DC: Brett and I really liked it. I’ve never shot anamorphic so it was a learning thing for me. Brett has, so he was teaching me. I made tests with all the different lenses and the different flares they do and the room that you get on the sides of the frame. A lot of things are different. Typically, to get a similar shot you have to have the camera a bit closer to the actors. For this movie, there’s something about that format that not only lent itself to the grander landscapes we were creating to represent the wild of Rex and the world he was desperately trying to pass on to his kids. There was also something about it that felt right for those simple scenes where it’s just one actor’s face and another actor’s face and a very slow push on both of them throughout the entire scene.
SM: At any moment, this subject matter could easily have slipped into Lifetime Channel material.
DC (Laughing): Yeah. I think you can say that about every movie I’ll ever make.

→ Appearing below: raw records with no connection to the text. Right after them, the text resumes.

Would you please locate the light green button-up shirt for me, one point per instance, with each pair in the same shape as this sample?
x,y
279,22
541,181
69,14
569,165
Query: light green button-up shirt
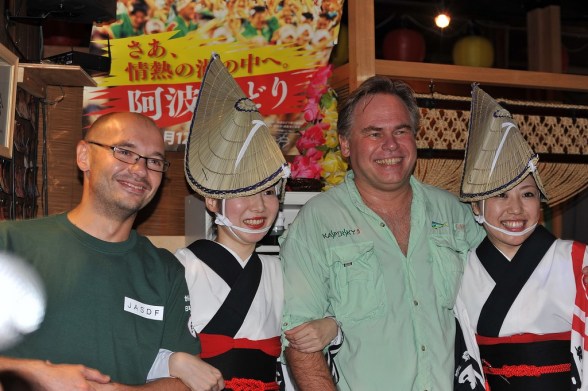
x,y
340,258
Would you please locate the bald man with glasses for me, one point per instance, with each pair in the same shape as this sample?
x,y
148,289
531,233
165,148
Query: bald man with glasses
x,y
117,306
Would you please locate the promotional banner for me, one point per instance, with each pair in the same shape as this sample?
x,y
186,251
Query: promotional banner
x,y
160,48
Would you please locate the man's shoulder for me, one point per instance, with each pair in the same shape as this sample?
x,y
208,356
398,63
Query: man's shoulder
x,y
27,225
158,253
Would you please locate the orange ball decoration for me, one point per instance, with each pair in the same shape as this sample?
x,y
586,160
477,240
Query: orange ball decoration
x,y
404,45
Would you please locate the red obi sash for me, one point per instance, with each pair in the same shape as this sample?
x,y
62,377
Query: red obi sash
x,y
216,344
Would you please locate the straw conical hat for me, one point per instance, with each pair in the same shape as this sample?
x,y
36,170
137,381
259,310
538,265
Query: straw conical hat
x,y
497,156
230,151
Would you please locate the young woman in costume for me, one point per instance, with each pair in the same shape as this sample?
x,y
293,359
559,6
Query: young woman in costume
x,y
236,294
522,300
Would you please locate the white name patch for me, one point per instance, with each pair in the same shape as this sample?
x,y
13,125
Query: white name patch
x,y
133,306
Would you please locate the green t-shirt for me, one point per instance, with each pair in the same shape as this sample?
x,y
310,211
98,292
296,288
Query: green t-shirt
x,y
110,306
340,258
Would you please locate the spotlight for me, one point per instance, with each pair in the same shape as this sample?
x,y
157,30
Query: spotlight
x,y
442,20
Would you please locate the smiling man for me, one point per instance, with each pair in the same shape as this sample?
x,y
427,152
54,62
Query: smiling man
x,y
392,278
117,307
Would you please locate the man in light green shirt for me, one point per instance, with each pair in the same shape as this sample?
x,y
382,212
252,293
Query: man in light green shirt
x,y
382,252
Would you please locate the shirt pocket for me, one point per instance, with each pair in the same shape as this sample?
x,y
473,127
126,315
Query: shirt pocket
x,y
357,289
448,257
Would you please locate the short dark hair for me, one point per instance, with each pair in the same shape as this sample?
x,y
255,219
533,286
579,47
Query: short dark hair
x,y
372,86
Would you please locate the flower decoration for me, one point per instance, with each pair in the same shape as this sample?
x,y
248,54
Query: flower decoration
x,y
320,156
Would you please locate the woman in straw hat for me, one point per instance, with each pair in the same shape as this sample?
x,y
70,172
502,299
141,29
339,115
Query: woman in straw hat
x,y
236,295
522,301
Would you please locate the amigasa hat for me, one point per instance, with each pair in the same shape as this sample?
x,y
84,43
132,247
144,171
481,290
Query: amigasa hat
x,y
230,151
497,157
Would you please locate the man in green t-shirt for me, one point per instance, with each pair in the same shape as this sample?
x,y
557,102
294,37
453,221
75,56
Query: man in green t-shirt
x,y
117,307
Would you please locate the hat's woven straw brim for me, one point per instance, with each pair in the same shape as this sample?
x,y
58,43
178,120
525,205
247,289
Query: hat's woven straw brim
x,y
497,156
230,151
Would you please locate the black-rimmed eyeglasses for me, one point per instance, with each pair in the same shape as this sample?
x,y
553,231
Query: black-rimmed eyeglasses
x,y
130,157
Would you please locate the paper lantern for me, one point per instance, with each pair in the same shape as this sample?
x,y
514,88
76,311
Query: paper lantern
x,y
404,45
474,51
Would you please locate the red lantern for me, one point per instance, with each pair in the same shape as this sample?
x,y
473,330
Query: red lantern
x,y
404,45
474,51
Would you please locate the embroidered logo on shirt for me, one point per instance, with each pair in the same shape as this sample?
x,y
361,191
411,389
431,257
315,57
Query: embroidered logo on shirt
x,y
341,233
147,311
436,225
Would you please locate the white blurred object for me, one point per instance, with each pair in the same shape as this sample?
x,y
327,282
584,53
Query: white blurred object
x,y
22,300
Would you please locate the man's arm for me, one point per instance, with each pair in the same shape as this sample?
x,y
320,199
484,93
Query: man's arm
x,y
310,370
52,377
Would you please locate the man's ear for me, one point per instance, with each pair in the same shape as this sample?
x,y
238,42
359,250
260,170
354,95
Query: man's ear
x,y
83,156
212,204
476,207
344,145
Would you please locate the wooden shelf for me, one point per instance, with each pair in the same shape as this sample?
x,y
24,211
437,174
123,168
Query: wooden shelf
x,y
466,75
362,64
34,78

SM: I hope everyone sees this movie. And this time, I only have nice things to say.
DC: But did you see a couple of those hand-held scenes I threw in for you?
SM (Pretending to turn sour): Yeah. I didn’t want to mention them, but there were a couple. [There was one at the 12 min. 36 sec. mark and another 28 minutes and 11 seconds in.] In each case, they fit the scene perfectly!

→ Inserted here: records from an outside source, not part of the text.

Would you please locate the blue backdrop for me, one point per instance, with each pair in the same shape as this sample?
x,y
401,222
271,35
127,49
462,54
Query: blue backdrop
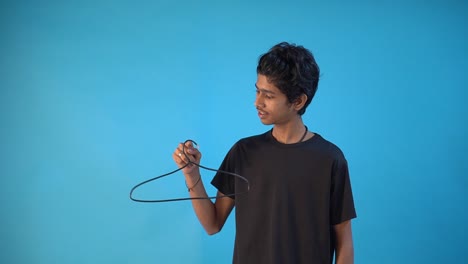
x,y
95,96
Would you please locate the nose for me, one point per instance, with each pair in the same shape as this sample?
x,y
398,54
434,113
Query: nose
x,y
258,102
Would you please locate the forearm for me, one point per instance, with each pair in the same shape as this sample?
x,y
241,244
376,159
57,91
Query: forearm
x,y
344,253
204,208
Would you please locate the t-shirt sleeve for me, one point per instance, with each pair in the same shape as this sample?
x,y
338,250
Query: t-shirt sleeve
x,y
342,202
225,183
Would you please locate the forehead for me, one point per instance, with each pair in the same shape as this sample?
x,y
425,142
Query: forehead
x,y
264,85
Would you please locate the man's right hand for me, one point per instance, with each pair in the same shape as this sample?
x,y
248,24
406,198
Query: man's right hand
x,y
191,154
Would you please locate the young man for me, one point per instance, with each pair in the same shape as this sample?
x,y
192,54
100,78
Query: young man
x,y
300,204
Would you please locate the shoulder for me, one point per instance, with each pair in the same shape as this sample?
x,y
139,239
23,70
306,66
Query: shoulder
x,y
328,148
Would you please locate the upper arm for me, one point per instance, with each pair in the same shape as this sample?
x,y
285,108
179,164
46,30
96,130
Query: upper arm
x,y
223,207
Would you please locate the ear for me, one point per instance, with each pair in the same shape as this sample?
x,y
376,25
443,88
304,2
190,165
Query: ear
x,y
300,102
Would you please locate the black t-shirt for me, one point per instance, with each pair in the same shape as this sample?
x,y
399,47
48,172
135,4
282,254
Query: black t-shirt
x,y
297,193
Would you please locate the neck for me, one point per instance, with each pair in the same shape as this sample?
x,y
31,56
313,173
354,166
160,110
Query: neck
x,y
290,134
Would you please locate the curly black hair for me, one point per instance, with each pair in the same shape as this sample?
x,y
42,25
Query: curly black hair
x,y
292,69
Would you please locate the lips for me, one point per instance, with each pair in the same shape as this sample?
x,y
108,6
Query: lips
x,y
261,114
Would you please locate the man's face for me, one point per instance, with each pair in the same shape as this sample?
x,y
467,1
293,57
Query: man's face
x,y
272,105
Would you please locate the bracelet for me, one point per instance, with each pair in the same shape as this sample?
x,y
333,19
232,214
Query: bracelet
x,y
191,188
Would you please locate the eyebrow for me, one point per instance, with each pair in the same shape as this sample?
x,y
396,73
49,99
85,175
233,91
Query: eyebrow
x,y
264,90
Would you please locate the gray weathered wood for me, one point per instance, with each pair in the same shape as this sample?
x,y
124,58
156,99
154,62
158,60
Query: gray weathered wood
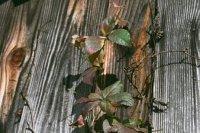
x,y
36,54
177,79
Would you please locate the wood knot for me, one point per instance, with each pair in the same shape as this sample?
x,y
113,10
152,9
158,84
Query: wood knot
x,y
17,57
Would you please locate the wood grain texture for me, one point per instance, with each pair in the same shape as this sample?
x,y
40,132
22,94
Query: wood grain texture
x,y
177,77
45,55
36,54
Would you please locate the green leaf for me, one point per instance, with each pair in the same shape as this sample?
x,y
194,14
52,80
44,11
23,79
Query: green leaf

DC (Laughing): There was a reason for it this time. You’ve got to link to the first interview. When I found that article and saw that I said, “Dude! I like subconsciously totally did exactly what we talked about.”
SM: There’s a scene where young Jeanette has to sew Rex together and I’m thinking, Great. We’re taking the Rambo route to character building. I hate those scenes. They make me queasy.
DC (Laughing): I know, right?
SM: You handled it with such grace that I never once had to avert my eyes. What’s next?
DC: I’m finishing a second draft of another adaptation of a memoir called Just Mercy that Michael B. Jordan’s attached to star. It’s looking that it will be the next thing. It’s one of those books that I read and it just slaughtered me in a really great way. Again, it’s a story with a subject matter that should be depressing. It follows a young, black attorney — a Harvard grad — who moves to Alabama to work with death row inmates. He’s been doing it since the late ’80s. It’s one of his early cases where he’s fighting against this wild system to prove a man’s innocence. It’s told through so much love that it surprises you. These scenes that you feel you’ve seen so many times, but the way that [author Bryan Stevenson] describes these characters, it actually feels a lot like Short Term 12. There’s so much love between these characters.